Langer noted that he too had sought affirmation from Pucovski that he was 100% willing and eager to play, with Australia likely facing the need to win both of the remaining Tests of the series to regain the Border-Gavaskar Trophy held by India since 2017.
"Most important for me is he looks me in the eye and says 'I just want to play, I want to get out there, I want to get back on the horse'," Langer told SEN Radio. "A lot of people are going to have different opinions, whether it's the medicos or his family or friends and he's the one who's got to get out there amongst it and he's really keen to do that.
"It is [reassuring] to hear it from the neurologist but it is equally heartening to hear it from Will himself.
"So he's got evidence that he doesn't have to worry too much long term, he is going to have to deal with it if things happen but that happens in the game of cricket. So, of course it is nice to hear the medical experts but for me, it is even more heartening to hear from Will himself because he's the one who has to do it.

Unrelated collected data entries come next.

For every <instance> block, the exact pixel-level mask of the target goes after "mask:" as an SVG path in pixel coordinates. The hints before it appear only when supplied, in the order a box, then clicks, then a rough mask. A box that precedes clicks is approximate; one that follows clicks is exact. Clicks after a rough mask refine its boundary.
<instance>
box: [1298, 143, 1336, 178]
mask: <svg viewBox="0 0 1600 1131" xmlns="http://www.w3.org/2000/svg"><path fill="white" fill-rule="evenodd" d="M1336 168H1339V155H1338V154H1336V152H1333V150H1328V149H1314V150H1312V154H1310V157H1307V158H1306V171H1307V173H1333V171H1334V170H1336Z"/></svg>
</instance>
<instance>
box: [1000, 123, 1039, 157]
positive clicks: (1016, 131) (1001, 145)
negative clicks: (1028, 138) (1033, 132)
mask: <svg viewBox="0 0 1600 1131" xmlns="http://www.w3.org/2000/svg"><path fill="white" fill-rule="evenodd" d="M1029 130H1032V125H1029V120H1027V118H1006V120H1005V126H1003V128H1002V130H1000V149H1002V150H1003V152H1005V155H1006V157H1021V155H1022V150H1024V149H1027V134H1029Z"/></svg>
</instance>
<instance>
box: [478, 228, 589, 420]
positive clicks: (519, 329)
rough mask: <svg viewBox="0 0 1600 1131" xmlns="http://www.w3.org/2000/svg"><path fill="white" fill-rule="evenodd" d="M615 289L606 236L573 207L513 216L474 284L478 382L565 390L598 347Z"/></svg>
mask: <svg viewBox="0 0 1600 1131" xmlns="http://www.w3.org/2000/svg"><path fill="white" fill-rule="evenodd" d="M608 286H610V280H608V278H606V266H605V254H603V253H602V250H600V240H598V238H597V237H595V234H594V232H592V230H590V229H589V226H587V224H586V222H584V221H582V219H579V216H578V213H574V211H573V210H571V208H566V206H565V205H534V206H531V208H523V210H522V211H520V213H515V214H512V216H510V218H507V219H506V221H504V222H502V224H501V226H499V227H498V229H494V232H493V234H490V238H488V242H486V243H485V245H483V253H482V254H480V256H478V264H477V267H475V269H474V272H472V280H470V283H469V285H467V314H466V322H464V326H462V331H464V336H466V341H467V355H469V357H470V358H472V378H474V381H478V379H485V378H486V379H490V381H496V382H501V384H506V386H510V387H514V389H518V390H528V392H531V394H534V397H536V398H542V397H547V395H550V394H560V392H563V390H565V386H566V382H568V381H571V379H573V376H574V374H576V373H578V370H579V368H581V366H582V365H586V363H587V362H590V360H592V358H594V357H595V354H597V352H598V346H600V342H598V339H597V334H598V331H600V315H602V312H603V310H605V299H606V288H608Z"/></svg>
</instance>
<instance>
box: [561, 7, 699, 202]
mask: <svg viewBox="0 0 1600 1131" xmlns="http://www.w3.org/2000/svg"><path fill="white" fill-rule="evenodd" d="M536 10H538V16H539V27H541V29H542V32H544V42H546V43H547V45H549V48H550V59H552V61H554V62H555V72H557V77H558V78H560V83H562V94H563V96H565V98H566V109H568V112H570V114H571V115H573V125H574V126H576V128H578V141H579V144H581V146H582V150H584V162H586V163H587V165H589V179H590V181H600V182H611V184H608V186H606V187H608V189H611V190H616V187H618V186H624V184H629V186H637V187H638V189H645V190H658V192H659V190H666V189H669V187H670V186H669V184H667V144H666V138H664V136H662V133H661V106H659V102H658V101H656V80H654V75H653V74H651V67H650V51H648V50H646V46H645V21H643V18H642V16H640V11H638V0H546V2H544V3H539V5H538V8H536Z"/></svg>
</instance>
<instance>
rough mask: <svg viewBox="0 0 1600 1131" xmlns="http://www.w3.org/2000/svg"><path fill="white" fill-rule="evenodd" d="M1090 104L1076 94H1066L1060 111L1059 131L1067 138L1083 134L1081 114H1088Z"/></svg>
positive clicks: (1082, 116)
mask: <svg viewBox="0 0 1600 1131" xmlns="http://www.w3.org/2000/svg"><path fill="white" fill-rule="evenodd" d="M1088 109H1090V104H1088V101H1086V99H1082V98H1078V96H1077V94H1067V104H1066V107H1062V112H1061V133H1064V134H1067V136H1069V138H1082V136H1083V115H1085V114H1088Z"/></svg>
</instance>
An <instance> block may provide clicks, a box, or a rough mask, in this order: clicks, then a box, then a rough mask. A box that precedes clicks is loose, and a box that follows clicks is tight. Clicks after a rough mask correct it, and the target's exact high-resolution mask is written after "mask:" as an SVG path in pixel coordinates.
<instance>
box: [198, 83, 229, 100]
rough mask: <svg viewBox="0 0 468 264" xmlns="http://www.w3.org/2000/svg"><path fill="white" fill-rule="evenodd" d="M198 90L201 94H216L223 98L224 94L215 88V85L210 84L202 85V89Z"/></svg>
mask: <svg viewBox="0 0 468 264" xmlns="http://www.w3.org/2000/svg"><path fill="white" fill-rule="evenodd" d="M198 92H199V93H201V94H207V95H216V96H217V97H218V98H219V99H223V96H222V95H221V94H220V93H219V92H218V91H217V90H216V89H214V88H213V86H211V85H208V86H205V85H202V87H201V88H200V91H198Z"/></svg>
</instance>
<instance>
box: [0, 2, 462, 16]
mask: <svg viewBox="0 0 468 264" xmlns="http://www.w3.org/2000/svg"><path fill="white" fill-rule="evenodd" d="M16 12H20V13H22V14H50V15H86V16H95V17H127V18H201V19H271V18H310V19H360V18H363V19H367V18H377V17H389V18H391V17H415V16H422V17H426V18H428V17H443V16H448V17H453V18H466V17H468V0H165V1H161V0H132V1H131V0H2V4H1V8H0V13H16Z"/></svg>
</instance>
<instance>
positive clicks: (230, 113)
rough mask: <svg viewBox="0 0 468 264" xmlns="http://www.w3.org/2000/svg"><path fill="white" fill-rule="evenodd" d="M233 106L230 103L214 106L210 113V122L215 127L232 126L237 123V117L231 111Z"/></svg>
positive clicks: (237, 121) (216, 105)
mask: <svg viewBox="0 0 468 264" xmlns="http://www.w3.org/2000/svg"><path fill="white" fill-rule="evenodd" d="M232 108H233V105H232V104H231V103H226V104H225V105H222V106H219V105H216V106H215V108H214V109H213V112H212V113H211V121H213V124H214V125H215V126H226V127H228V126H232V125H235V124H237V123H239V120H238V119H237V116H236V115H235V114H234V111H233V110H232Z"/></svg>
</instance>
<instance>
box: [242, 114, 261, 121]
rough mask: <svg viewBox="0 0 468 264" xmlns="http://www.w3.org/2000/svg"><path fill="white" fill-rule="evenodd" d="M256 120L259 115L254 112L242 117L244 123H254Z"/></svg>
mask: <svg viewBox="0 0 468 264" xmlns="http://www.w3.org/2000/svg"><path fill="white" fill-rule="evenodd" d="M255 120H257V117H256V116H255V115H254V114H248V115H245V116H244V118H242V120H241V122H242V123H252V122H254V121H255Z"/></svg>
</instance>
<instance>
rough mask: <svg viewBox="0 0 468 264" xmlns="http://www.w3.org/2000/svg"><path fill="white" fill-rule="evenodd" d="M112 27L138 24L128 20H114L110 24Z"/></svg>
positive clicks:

No one else has to do it for him, he has to do it, so if he wants to take it on, then that's the best advice I can hear."
Pucovski's initiation would likely arrive at the expense of the South Australian middle-order batsman Travis Head, with David Warner set to come in at the top of the order while Matthew Wade retains his place in the XI.
"There's loyalty to all our players. And whatever way we go - the hardest thing is ...it's so hard to fit seven or eight into six. Honestly it's the hardest part of my job, and I guess it's because my personality is that; someone has to miss out," Langer said. "But Heady is a good player. He's averaging 40 in Test cricket.
"He's a really aggressive player in the middle overs, he can take the game away. He's one of the guys currently in the team. Whether that changes for this game, I can't tell you. We've got some decisions to make over the next two days. But he's a very, very good player. very well-liked and respected amongst the group."